After the transplant, I made a promise to myself to better the lives of those affected with kidney disease and to increase the availability of all organs for transplantation. I know that to Pay it Forward would help so many individuals and one day it might even grant me my third chance at life. Becoming involved after transplant was the wisest thing I have ever done. Sometimes helping those in need or cheering someone else up becomes the best medicine.

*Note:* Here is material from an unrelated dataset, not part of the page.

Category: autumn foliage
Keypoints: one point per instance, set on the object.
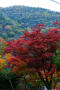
(34, 50)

Currently, I’m no expert on living with a chronic disease, even after 11 years. Life is still like a box of chocolates and each day I do not know what I am going to get. I do struggle at times and life isn’t easy. I search everyday to find that perfect balance where physically, emotionally, spiritually and mentally I’ll be at one. My goal is to find that perfect harmony! I try to remain positive every day. Over the years, I’ve learned your attitude makes the difference in whether or not you sink or swim when dealing with an illness. If I wake up and feel like I do not have enough strength to continue- that’s a bad day. I quickly remind myself of this gift of life I was given, keep my head held high, smile and remember the promise I made to myself.

I am a registered nurse, a sister, a friend, a daughter, a volunteer and an advocate for chronic kidney disease (CKD). I am not my disease! This disease is just a part of me. It is the best, yet, the worst thing that has ever happened to me.

I’ve realized the plans for our life can be changed in an hour, a minute, or even a second. You can wake up one day and your life could be changed forever. So what happens when the wind blows something in your direction that you can’t control? Well, there isn’t one thing that helps me survive CKD. Everything does! My family, friends, nurses, physicians, books, movies, and songs have taught me to “bend when the wind blows,” to “pay it forward”, and that “there can be miracles when you believe.” Keep your head held high if the wind knocks you down. You weren’t born to break, so pick yourself up, have faith, find your strength, and search for harmony. You’re not your disease!  Always remember to smile.

About the Author
Mandy Ratz, 27, began her struggle with Kidney Disease at the age of 16. After spending one year on dialysis, she received her brother’s kidney shortly after her 18th birthday. Currently, Mandy resides in St. Louis, Missouri working as a Registered Nurse and is actively involved in various charitable organizations.